Starting from the outbreak of the crisis in 2014 and until now, the UN Migration Agency has helped over 8,000 IDPs and conflict-affected people in Ukraine to start their own business or get self-employed. Almost twice as many received business and career development training from IOM Ukraine.
The UN Migration Agency also established the National Business Exchange Platform, an online and offline resource uniting up to 4,500 entrepreneurs from among IDPs and host community members in order to facilitate their collaboration, business development and new jobs creation.
“While the protracted conflict, now into its fifth year, continues to trigger major challenges for the Ukrainian economy and stretch resources, the donor and international communities’ involvement is crucial to continue addressing the needs of millions of conflict-affected people,” said IOM Ukraine’s Chief of Mission, Dr Thomas Lothar Weiss. “At the same time, the role of Ukrainian civil society and private sector in the integration of IDPs is vital. We are extremely grateful to the business partners who join corporate social responsibility initiatives aimed to support vulnerable migrants in Ukraine.”
Olena was one of the fair participants, selling her home patchwork décor textile products and eco-bags. She is a mother of three and a professional tailor originally from Donetsk Region. Since 2014, she has been living in the town of Koziatyn, Western Ukraine. Olena left all her equipment behind, so starting from scratch at a new place was a big challenge for her. Eventually, she managed to save some money and bought a basic sewing machine.
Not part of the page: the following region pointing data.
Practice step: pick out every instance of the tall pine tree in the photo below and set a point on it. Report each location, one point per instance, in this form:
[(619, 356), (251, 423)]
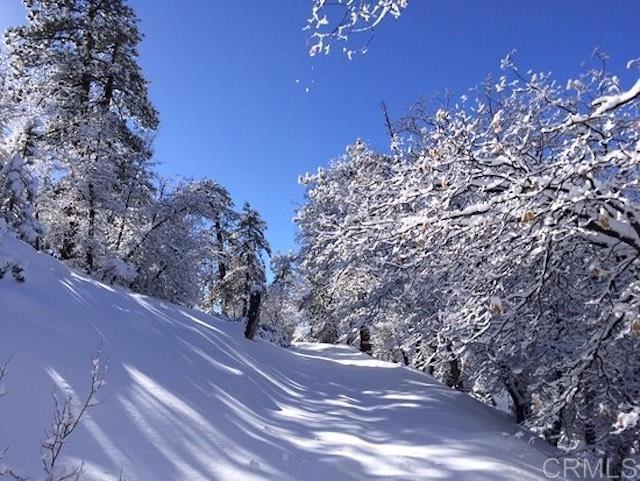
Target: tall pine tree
[(77, 60)]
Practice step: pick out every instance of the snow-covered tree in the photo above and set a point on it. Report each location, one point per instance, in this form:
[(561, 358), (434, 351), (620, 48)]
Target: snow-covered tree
[(175, 252), (497, 249), (246, 270), (77, 61), (18, 185), (282, 312), (337, 21)]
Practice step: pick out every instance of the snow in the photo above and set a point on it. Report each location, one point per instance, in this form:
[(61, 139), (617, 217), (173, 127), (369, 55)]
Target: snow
[(188, 398)]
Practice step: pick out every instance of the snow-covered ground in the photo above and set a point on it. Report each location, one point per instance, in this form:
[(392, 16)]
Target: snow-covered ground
[(187, 398)]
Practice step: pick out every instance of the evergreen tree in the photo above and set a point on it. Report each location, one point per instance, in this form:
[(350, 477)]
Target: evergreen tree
[(246, 273), (77, 60)]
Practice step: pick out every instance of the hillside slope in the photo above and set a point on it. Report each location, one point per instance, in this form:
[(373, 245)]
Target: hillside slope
[(187, 398)]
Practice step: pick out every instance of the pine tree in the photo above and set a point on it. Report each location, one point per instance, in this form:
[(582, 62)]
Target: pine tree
[(77, 60), (246, 272)]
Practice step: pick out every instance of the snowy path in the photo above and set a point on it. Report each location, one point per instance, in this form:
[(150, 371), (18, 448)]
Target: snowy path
[(189, 399)]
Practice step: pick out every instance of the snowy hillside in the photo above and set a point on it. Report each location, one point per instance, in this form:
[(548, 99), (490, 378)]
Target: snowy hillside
[(188, 398)]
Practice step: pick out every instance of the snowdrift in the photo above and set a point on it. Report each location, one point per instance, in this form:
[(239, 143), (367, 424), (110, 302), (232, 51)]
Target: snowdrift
[(188, 398)]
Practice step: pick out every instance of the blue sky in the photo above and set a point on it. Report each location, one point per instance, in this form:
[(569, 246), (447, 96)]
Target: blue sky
[(223, 75)]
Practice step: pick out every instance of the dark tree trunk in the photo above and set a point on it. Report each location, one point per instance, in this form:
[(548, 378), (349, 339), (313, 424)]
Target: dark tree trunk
[(365, 340), (92, 229), (454, 369), (519, 403), (222, 267), (589, 426), (253, 315)]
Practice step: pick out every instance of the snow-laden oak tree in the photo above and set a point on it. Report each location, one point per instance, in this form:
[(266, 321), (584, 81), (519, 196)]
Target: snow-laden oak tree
[(497, 247), (335, 22), (75, 114)]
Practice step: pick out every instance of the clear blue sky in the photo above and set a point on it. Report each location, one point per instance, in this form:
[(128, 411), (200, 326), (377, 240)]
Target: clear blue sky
[(223, 75)]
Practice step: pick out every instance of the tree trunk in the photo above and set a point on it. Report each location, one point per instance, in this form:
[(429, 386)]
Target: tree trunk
[(91, 233), (365, 340), (519, 403), (253, 315)]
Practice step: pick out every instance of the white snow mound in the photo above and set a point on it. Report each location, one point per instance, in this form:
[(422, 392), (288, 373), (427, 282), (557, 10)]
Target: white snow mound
[(188, 398)]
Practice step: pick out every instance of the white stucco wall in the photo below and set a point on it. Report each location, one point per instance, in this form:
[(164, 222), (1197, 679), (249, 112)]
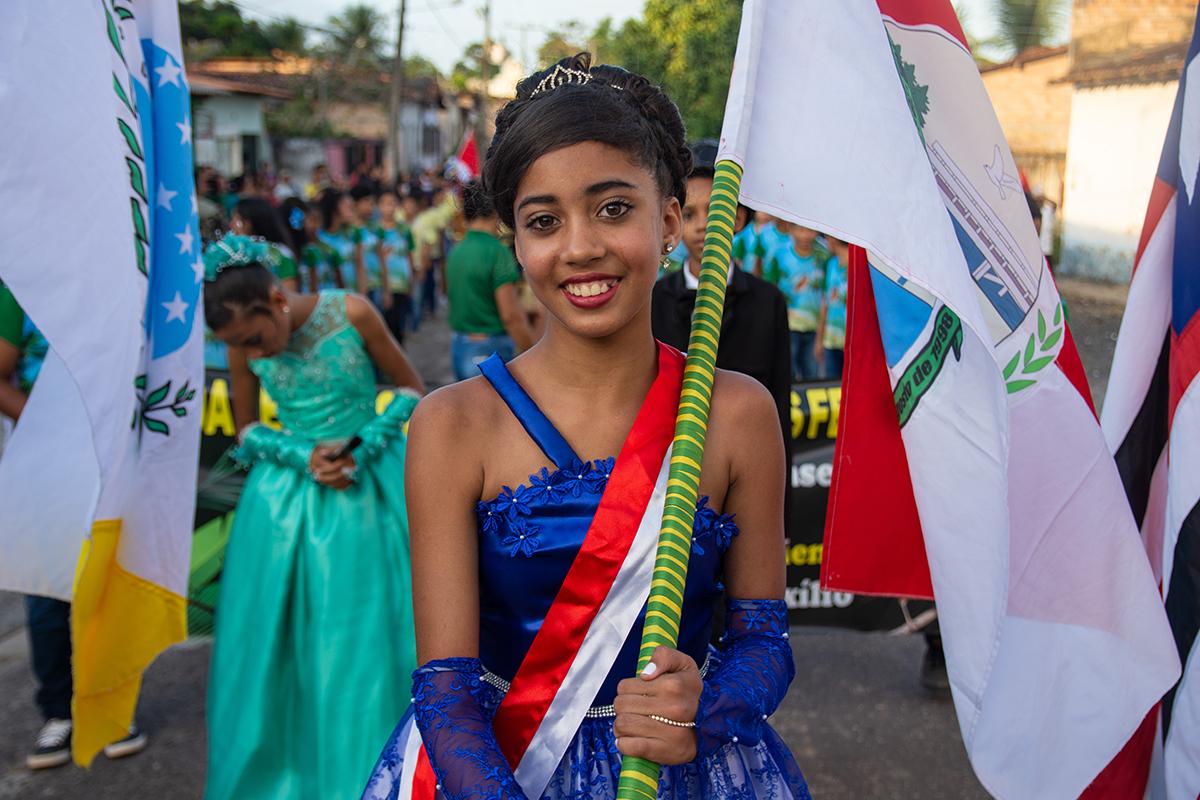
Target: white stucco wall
[(1113, 151), (220, 122)]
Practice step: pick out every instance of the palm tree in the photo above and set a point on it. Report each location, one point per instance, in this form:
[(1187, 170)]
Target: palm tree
[(358, 35), (1021, 24)]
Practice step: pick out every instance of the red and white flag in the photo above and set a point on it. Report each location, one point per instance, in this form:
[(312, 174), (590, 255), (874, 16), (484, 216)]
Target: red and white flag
[(1152, 415), (1055, 637), (466, 162)]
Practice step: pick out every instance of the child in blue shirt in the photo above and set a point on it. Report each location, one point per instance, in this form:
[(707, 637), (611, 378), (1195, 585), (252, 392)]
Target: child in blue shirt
[(797, 268)]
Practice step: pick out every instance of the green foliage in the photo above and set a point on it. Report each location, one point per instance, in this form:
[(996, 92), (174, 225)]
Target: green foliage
[(216, 28), (687, 46), (468, 67), (1027, 23), (358, 36)]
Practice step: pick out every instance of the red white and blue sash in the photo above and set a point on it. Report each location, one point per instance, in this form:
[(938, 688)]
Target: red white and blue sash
[(595, 608)]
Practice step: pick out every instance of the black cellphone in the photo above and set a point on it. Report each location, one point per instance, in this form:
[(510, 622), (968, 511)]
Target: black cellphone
[(347, 449)]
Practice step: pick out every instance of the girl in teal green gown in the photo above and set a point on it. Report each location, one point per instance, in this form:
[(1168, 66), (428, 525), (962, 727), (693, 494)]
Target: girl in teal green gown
[(315, 620)]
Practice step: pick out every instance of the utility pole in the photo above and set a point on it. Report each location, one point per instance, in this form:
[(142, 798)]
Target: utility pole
[(391, 166), (485, 73)]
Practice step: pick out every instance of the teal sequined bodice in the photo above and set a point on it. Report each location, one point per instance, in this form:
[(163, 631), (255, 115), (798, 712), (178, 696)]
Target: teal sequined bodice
[(324, 380)]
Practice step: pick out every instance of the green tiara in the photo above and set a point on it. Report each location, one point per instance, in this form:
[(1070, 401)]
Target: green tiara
[(232, 251)]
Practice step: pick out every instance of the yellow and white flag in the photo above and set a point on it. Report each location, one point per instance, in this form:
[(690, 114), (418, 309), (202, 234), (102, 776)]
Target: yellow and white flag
[(100, 245)]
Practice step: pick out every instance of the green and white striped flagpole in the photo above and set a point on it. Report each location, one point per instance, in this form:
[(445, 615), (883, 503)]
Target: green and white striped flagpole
[(640, 777)]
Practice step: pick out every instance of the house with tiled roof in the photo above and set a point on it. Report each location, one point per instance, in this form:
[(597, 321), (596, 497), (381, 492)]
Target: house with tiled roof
[(1126, 58), (228, 112), (327, 113)]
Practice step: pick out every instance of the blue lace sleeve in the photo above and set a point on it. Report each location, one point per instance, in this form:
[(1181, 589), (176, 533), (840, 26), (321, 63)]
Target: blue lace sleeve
[(259, 443), (449, 698), (750, 679)]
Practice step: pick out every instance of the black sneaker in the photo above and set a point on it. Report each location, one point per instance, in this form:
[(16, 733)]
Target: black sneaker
[(933, 668), (132, 744), (53, 746)]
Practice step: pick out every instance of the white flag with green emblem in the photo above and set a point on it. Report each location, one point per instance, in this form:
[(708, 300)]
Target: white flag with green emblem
[(101, 248), (1055, 636)]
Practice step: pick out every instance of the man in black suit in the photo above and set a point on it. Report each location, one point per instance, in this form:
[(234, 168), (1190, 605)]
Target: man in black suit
[(754, 330)]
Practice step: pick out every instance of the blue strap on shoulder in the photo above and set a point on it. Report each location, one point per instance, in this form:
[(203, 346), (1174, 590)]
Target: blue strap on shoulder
[(535, 423)]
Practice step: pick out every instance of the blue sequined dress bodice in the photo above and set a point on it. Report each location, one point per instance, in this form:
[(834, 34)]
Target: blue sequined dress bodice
[(529, 535)]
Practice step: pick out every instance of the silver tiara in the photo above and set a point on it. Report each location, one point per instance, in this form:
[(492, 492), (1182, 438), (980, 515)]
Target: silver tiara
[(562, 76)]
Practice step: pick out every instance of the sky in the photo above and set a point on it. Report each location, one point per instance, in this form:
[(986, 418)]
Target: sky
[(441, 29)]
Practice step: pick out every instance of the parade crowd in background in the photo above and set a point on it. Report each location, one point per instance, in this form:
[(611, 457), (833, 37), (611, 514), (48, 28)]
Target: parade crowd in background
[(363, 262)]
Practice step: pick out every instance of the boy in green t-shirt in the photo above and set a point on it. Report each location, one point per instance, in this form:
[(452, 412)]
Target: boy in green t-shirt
[(481, 275), (395, 248)]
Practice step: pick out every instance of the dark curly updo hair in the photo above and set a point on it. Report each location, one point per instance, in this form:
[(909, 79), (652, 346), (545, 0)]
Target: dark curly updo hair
[(246, 288), (556, 108)]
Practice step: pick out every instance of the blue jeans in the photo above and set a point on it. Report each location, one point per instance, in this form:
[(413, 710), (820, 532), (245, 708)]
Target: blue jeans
[(804, 360), (834, 362), (467, 350), (49, 650)]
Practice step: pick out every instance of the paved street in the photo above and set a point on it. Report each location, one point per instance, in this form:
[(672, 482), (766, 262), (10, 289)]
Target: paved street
[(856, 717)]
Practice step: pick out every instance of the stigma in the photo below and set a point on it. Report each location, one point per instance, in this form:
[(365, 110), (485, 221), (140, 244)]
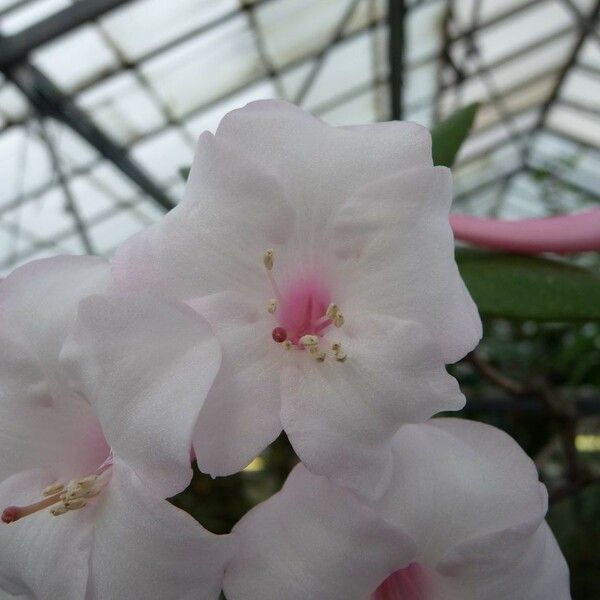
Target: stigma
[(62, 498), (304, 314)]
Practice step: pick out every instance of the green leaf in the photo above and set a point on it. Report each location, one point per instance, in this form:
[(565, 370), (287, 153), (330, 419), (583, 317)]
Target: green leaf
[(526, 287), (448, 135)]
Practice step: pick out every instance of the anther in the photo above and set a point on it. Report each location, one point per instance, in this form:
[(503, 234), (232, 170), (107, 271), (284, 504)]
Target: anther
[(332, 311), (53, 489), (74, 504), (309, 340), (338, 353), (268, 259), (279, 334), (61, 509)]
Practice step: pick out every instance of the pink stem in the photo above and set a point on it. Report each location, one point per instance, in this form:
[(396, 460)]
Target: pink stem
[(563, 234)]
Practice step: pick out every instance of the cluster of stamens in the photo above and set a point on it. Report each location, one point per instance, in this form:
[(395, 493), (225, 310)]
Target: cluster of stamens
[(60, 498), (311, 341)]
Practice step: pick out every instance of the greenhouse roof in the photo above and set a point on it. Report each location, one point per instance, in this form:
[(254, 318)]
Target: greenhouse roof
[(101, 101)]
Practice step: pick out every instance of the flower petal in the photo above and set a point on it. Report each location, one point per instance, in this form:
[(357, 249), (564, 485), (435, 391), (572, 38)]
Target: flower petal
[(536, 570), (340, 417), (145, 547), (41, 423), (42, 556), (146, 365), (215, 239), (458, 481), (397, 236), (241, 414), (313, 540)]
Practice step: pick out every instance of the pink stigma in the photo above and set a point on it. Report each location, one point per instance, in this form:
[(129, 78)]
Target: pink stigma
[(279, 334), (405, 584), (302, 308), (10, 514)]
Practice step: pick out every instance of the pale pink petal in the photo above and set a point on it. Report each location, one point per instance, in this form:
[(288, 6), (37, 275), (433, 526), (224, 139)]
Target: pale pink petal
[(38, 302), (146, 365), (313, 540), (396, 237), (241, 414), (535, 569), (145, 547), (41, 556), (38, 429), (456, 481), (41, 423), (340, 417), (291, 143), (215, 242)]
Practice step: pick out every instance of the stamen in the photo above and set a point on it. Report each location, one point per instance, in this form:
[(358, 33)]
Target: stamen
[(332, 311), (338, 353), (309, 340), (269, 261), (14, 513), (279, 334)]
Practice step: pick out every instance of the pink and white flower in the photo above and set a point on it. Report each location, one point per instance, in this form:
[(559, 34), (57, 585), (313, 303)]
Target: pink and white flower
[(323, 258), (463, 518), (98, 400)]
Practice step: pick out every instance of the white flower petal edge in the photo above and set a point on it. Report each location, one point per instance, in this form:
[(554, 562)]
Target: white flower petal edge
[(466, 495), (285, 222), (145, 364), (313, 540), (125, 398), (146, 548), (39, 416)]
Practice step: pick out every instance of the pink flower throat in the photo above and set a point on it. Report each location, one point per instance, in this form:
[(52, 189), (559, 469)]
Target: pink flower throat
[(304, 312)]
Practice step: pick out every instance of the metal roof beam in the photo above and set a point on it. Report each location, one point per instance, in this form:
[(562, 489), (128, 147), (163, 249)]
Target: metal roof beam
[(16, 48)]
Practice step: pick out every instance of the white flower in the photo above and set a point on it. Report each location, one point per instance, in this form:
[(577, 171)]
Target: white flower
[(95, 431), (324, 261), (462, 520)]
Then she received a professional-grade machine and a steamer from IOM. Now she sews uniforms for a number of restaurants in Kyiv, cooperates with some well-known ateliers, and is in the process of registering her own trade mark. Olena also takes custom orders. Some of her clients are foreigners who are in Ukraine for work and take the opportunity to have bespoke custom made clothes. This August Olena opened her own tailor services centre in Koziatyn. “I am happy that my work allows me to be creative, have regular income and meet wonderful people who support and inspire me,” she said.